The Hague, 6 April 2023: Russia’s full-scale invasion of Ukraine has resulted in tens of thousands of missing and disappeared persons and the numbers continue to rise by the day. Circumstances in which people go missing include forcible deportations, summary executions, incommunicado detention, kidnapping, and family separation, including unlawful adoptions and trafficking in human beings.
The International Commission on Missing Persons (ICMP) is partnering with Ukrainian civil society and families of the missing to ensure that all missing persons are accounted for and that the rights of families of the missing to truth, justice, and reparations are secured.
During a week-long visit to ICMP Headquarters by Ukrainian civil society organizations and families of the missing, supported by the European Union’s Service for Foreign Policy Instruments (EU FPI), participants reviewed the process of locating missing persons and reuniting families and were able to see at firsthand how a DNA-led identification process works. They also reviewed data protection and privacy laws and relevant international and domestic legislation that is critical to securing the rights of families of the missing.
“Ukrainian civil society and families of the missing are strong and motivated, and we look forward to strengthening our partnership through a number of cooperative projects, including outreach campaigns to collect data from up to 90,000 families of the missing residing both outside and inside of Ukraine and ensuring that they are fully engaged in the development of purpose-specific institutions and legislation,” ICMP Director-General Kathryne Bomberger said today. “ICMP will support Ukraine in locating missing persons and investigating their disappearance to judicial standards to hold perpetrators of atrocities to account and ensuring that the rights of families are secured.” she added.
Head of Cooperation at the EU Delegation to Ukraine, Frederik Coene, reiterated today that addressing the issue of missing and disappeared persons is integral to Ukraine’s future. “Accounting for those who have gone missing is about upholding the fundamental rights of victims and their families. It is about upholding the rule of law. The EU is supporting ICMP’s work in Ukraine as part of a broader effort to support human and political rights.” he emphasized.
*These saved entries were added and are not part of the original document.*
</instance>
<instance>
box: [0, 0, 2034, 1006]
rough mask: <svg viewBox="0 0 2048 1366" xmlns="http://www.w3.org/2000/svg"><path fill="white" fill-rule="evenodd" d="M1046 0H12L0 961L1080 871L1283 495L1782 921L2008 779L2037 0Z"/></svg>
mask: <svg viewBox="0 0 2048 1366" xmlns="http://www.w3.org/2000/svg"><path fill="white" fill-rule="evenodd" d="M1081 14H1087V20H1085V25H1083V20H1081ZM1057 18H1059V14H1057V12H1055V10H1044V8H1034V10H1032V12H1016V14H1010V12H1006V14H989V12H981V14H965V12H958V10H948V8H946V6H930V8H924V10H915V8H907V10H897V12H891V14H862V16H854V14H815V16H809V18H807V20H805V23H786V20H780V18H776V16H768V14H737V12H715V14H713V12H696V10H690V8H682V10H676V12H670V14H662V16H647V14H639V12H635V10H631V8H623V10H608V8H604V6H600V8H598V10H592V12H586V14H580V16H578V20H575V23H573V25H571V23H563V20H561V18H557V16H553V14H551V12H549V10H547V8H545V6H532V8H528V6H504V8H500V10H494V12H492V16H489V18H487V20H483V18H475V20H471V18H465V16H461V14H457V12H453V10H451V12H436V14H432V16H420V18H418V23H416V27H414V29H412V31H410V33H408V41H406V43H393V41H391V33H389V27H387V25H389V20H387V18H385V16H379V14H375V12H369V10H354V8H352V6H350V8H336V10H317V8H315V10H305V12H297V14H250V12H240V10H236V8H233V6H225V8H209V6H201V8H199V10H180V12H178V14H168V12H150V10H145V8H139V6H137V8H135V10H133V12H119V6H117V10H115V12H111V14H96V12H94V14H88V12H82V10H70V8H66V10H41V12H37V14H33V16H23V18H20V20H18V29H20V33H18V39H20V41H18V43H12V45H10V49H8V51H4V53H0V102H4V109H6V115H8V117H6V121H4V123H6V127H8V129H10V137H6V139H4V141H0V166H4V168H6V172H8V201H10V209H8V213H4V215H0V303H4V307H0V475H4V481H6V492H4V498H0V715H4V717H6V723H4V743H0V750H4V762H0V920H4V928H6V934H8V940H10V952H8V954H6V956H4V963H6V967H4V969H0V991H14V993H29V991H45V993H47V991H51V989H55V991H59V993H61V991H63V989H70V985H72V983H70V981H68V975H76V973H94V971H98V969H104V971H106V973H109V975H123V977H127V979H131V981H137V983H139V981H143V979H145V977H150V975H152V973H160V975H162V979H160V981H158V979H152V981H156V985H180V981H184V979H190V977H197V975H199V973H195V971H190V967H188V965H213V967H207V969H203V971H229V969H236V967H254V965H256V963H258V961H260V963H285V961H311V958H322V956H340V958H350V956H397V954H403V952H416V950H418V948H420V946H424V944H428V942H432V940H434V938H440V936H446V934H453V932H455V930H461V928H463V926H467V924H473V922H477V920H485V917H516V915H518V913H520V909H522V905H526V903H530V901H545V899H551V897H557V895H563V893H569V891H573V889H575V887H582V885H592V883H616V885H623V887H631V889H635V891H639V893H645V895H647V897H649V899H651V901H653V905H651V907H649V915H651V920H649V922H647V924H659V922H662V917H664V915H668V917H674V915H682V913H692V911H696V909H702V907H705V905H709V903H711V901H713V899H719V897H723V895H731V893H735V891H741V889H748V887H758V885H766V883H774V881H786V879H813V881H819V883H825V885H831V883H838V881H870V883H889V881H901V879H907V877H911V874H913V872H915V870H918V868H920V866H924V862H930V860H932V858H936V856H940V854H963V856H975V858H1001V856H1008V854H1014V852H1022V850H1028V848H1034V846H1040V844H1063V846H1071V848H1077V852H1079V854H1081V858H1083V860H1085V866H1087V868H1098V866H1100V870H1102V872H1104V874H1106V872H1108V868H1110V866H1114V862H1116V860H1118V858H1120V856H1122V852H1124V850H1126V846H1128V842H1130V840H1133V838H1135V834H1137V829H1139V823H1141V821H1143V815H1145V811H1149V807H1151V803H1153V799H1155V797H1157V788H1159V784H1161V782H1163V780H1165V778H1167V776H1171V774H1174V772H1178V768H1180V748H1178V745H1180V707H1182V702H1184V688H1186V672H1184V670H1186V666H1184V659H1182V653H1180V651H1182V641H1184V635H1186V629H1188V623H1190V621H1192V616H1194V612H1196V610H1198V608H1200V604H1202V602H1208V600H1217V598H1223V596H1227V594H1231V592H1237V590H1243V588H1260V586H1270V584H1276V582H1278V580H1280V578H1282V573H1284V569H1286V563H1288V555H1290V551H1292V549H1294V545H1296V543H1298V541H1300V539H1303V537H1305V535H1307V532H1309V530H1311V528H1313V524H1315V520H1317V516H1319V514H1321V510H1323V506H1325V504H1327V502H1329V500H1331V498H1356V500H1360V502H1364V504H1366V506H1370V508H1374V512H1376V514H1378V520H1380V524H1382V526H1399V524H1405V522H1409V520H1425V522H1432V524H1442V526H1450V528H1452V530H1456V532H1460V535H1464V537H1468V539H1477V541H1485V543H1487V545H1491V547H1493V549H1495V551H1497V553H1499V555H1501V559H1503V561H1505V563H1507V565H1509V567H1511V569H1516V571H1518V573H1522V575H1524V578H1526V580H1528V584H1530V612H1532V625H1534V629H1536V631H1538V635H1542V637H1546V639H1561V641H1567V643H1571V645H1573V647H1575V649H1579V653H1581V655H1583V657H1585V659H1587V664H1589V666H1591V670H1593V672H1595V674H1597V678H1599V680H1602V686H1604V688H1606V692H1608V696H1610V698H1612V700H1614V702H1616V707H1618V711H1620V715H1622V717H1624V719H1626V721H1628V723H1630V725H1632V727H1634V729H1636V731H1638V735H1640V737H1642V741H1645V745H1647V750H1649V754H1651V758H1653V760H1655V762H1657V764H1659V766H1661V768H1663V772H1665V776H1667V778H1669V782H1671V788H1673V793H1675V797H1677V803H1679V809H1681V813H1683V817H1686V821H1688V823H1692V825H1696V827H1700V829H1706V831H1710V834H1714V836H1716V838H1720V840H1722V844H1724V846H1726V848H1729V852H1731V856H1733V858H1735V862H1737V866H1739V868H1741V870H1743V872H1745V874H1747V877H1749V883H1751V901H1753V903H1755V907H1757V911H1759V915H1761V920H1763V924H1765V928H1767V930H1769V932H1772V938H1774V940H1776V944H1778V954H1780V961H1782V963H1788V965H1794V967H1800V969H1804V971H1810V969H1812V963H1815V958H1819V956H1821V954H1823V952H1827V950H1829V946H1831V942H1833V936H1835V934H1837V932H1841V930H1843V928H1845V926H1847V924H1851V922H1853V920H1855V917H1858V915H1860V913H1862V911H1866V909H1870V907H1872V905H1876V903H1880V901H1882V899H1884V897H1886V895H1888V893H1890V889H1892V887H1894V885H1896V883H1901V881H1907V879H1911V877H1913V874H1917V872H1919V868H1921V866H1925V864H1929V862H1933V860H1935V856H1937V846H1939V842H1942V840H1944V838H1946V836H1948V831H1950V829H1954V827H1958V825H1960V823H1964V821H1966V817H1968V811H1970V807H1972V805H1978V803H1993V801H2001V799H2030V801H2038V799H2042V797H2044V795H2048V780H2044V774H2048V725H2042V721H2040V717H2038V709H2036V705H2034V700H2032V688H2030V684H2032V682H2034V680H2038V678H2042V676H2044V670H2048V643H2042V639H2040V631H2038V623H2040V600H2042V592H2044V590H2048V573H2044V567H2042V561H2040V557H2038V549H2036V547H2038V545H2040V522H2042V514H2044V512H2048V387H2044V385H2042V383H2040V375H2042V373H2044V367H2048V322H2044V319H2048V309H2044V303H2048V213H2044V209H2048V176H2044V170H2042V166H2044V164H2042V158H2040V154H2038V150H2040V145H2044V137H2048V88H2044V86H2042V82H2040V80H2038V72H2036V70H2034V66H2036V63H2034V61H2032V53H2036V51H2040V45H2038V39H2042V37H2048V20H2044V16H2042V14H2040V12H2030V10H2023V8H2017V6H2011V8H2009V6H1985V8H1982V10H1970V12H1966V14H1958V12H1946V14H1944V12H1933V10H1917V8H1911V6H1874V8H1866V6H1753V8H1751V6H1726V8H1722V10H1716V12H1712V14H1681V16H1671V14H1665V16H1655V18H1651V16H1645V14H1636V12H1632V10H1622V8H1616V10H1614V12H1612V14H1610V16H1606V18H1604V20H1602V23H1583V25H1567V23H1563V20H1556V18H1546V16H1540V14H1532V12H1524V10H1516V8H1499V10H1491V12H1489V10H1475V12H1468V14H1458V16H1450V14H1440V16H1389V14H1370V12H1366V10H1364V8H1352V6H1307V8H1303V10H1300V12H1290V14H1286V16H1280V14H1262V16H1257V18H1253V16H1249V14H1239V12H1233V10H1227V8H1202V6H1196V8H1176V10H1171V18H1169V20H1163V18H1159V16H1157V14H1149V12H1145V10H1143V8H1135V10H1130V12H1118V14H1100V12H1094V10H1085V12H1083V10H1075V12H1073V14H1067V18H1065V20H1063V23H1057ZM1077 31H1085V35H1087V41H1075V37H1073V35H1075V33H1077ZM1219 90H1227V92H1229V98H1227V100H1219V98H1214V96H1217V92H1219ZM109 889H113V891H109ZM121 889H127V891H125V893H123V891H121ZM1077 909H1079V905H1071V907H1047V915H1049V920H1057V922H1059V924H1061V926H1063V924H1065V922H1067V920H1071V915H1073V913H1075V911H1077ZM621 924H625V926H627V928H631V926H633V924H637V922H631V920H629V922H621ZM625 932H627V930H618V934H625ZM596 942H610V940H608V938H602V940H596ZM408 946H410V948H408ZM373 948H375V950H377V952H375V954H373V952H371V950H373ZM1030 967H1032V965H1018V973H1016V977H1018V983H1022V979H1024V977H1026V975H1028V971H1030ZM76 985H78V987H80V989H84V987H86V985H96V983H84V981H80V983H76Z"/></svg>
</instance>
Anna Demydenko from the Ukrainian Women’s Veteran Movement explained the importance of the visit to ICMP. “I am impressed by the work of ICMP’s DNA laboratory. Many people in Ukraine do not know that they can submit their DNA for analysis in order to identify relatives who have disappeared, who have lost their memory or who are in captivity.” She added, “We must inform families of the missing about the possible opportunities for finding their relatives.”
At the invitation of the Government of Ukraine, ICMP is helping the authorities to develop a sustainable missing persons process based on the rule of law. This includes providing access to high-volume, DNA-led identification capabilities, ensuring that evidence collected during the process, including evidence from mass and clandestine graves, is admissible in criminal trials, supporting laboratory operations, data collection, and mass grave investigations, providing Ukrainian institutions (including the police) and the Ukrainian public with access to secure and large-scale missing persons data processing, and ensuring participation of civil society and families in the missing persons process.
ICMP’s Guidebook for Families of the Missing, provides information about the rights of families under international and national law and what to do if a loved one has gone missing.
This visit is supported by the European Union’s Service for Foreign Policy Instruments (EU FPI), as part of an 18-month project that began on 1 April 2022.
Background
ICMP is a treaty-based intergovernmental organization with Headquarters in The Hague, the Netherlands. Its mandate is to secure the cooperation of governments and others in locating missing persons from conflict, human rights abuses, disasters, organized crime, irregular migration and other causes and to assist them in doing so. It is the only international organization tasked exclusively to work on the issue of missing persons.